Power crunch heightens anti-California sentiment among neighbor states
Thursday, Jan. 18, 2001 | 5:48 a.m.
And predictably, resentment is mounting as Westerners worry that California's poor energy planning will mean higher bills and less reliable power supplies across the region.
"I think everybody in the West kind of feels that California is the big pig in the sty," said Pat Bagley, who drew an editorial cartoon in Wednesday's edition of the Salt Lake Tribune that shows the region's biggest state borrowing an electric outlet from snowbound Utah to run a hot tub.
"They get all the electoral votes and they've got all the influence," Bagley said. "Now they're coming to the Western states with hat in hand and saying, 'Help us out."'
The West's other states don't need much reason to make fun of California. The state and transplants from it are often blamed - sometimes unfairly - for traffic congestion, housing prices, environmentalists and tofu.
But as California began rolling blackouts and the keeper of the state's grid accused out-of-state suppliers of withholding power, some Western policy-makers are especially on edge.
"Certainly, we're nervous," said Arizona Rep. Jeff Hatch-Miller, chairman of that state's House Energy committee. "They have a huge population and they have a huge political presence. And you get a little nervous because you're a neighbor and you realize they may look toward you."
With that in mind, the governors of Arizona, Nevada, Montana, Utah and Wyoming wrote a letter last week to California Gov. Gray Davis, scolding the state and telling it to put its house in order. Their voices have gotten louder with recent developments.
On Tuesday, Utah Gov. Mike Leavitt pointed a finger at California's "disastrous deregulation scheme."
"California consumers cannot be shielded from the true cost of power while major utilities are allowed to perish in bankruptcy and consumers in other Western states are left to pick up the tab," Leavitt said in his state of the state speech.
Montana Gov. Judy Martz told state senators Wednesday that bigger states "are successfully bribing our energy away."

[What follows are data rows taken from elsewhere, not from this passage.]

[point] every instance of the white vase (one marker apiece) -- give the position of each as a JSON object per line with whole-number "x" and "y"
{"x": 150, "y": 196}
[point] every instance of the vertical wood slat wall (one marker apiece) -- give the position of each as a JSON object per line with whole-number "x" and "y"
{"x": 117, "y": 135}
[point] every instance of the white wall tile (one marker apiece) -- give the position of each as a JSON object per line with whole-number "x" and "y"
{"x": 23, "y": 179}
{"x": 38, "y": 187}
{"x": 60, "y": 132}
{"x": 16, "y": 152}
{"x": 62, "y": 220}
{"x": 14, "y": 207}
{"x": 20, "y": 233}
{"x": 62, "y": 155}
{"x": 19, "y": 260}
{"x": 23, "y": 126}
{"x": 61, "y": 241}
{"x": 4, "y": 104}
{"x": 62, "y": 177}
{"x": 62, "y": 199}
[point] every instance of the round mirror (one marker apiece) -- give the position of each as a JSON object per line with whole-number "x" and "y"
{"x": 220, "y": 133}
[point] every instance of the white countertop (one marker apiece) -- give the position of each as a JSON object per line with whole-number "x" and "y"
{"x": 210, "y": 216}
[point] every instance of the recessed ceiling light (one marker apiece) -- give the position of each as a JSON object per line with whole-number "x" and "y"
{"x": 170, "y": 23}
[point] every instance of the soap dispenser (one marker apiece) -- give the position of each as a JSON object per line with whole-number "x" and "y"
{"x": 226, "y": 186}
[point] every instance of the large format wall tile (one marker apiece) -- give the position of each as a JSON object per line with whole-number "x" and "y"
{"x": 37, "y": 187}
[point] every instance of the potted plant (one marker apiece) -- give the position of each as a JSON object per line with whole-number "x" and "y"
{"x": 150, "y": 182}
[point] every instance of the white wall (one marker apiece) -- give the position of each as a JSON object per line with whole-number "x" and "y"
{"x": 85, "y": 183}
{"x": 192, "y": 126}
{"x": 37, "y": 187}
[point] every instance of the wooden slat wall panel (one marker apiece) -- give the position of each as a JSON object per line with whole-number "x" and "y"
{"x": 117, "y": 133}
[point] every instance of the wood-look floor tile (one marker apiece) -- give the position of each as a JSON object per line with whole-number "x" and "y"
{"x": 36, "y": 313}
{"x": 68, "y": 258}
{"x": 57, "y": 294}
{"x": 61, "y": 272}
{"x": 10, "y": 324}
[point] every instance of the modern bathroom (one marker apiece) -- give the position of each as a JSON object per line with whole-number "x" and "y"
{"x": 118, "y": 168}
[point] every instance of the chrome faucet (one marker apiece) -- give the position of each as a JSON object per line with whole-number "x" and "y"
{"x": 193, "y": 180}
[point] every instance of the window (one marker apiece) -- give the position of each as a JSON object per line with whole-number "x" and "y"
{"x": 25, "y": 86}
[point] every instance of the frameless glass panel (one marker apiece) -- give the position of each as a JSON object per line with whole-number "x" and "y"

"We must not leave our citizens, our families and our businesses unprotected and empty-handed for the sake of those who may outbid us," she told a state Senate committee.
Tim Hay, Nevada's consumer advocate, said no one begrudges California its power, especially since so much of the West's economy depends on the Golden State's business. But, he said, there are concerns that the environmental and economic costs of generating new power for California will fall on the rest of the West.
"You don't necessarily want to have our air quality degraded or our water consumed just to sell power outside the state," he said.
Already, some Western businesses have had to shut down operations due to the increasing power crunch, and that could cause layoffs or other economic problems, said John Maddox, president of the Denver-based Center for the New West.
If that trend continues, cursing California could become more common nationwide.
"I don't think that it's just a Western phenomenon," Maddox said. "I think in many places, California is credited with a lot of innovation and trend-setting, and anytime a state that claims a trend-setting cultural leadership is struggling, all this pent-up resentment will come out."